Moderator of 1 Session
Presenter of 2 Presentations
NEUROPROTECTIVE EFFECTS OF ULTRA-HIGH DOSE RATE FLASH BRAGG PEAK PROTON IRRADIATION
Abstract
Background and Aims
Advancements in the field of radiotherapy led to a development of ultra high dose-rate (uHDR) radiotherapy. It has been shown that acceleration of dose delivery to tumor sites from standard dose rates (0.02 Gy/s to 0.3 Gy/s) to so-called FLASH dose rates (≳35 Gy/s) can prevent healthy tissue toxicity. Few studies describe protective effects of uHDR in the brain tissue using electron beams. Due to the limiting depth-dose distribution of electrons, its clinical utilization is restricted to superficial tumors. Treatment of deep-seated tumors requires precise and accurate delivery of high dose to the target, which is achievable with heavier charged particles, such as protons. Therefore, we sought to investigate if pencil beam uHDR proton irradiation may also elicit similar FLASH sparing effects for the endpoint acute neurotoxicity.
Methods
Active scanning uHDR delivery was established for proton beams for investigation of dose rate effects between clinical SDR and uHDR at ∼10 Gy in the Bragg peak region (dose-averaged linear energy transfer [LETD] ranging from 4.5 to 10.2 keV/μm). Radiation- induced injury of neuronal tissue was assessed by studying the DNA double strand break repair kinetics surrogated by nuclear γH2AX staining (radiation induced foci [RIF]), microvascular density and structural integrity (MVD, CD31+ endothelium), and inflammatory microenvironmental response (CD68+ microglia/macrophages and high mobility group box protein 1[HMGB]) in healthy C57BL/6 mouse brains.
Results
Averaged dose rates achieved were 0.17 Gy/s (SDR) and 120 Gy/s (uHDR). The fraction of RIF-positive cells increased after SDR ∼10-fold, whereas a significantly lower fraction of RIF-positive cells was found after uHDR versus SDR (∼2 fold, P < .0001). Moreover, uHDR substantially preserved the microvascular architecture and reduced microglia/macrophage regulated associated inflammation as compared with SDR.
Conclusions
The feasibility of uHDR raster scanning proton irradiation is demonstrated to elicit FLASH sparing neuroprotective effects compared to SDR in a preclinical in vivo model.
High Dose Rate p, 4He and 12C Ion Therapy: Biological Investigations at Heidelberg Ion-Beam Therapy Center (HIT)
Abstract
Abstract Body
Irradiation at ultra-high dose rates (FLASH) has already shown promising potential for improving therapeutic window using electrons and protons, where multiple facilities worldwide have made efforts to modify accelerator settings to achieve FLASH relevant dose rates.
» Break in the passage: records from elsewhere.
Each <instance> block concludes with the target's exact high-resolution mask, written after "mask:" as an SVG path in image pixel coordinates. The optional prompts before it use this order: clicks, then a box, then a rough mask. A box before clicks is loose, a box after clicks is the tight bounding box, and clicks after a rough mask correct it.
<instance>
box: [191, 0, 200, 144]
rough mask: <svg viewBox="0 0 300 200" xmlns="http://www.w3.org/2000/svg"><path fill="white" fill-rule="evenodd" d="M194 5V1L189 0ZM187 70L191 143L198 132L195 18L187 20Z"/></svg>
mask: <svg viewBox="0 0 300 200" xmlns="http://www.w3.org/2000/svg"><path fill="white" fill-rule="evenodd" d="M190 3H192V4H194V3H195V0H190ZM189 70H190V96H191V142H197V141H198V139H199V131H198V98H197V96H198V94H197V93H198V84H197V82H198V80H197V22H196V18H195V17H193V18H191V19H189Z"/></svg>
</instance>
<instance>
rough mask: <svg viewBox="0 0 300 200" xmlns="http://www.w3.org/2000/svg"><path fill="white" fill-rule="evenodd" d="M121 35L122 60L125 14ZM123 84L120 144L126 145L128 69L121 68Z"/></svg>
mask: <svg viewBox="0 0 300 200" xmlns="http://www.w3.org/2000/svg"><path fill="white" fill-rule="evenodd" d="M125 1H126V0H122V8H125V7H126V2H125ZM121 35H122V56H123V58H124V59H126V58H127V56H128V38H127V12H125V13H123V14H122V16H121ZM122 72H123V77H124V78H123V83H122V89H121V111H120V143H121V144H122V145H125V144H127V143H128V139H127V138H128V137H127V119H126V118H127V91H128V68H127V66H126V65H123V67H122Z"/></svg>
At the Heidelberg Ion-Beam Therapy Center, the world’s first dedicated research and pre-clinical platform for FLASH irradiations with protons, helium and carbon ions has been established. With the aim of a future clinical translation of FLASH therapy with multiple radiation qualities, we describe the biological rationale of the FLASH effect in vitro 2D and 3D cultures and in vivo. Our team at HIT provided the first in vitro study using FLASH dose-rate helium beams, indicated decrease DNA damage signal and cell killing potential for normal and tumor lung cells exclusively in hypoxic conditions (1% O2) and at doses starting from 8 Gy. Moreover, we have demonstrated neuroprotective effect of proton FLASH radiotherapy for the spread-out Bragg peak region on healthy mouse brain in vivo. Similarly, decreased DNA damage signal was observed in human pluripotent stem cell derived brain organoids after carbon ion FLASH radiotherapy. Currently, preclinical in vivo studies using carbon ion FLASH beams on healthy and tumor tissue are ongoing. These studies altogether indicate a promising potential for higher LET particles in FLASH radiotherapy. However, more in-depth in vitro and especially in vivo investigations are necessary to further understand FLASH effect of particle radiotherapy. In order to tackle FLASH mechanistic questions, biological experiments with high LET beams such as oxygen beams are foreseen.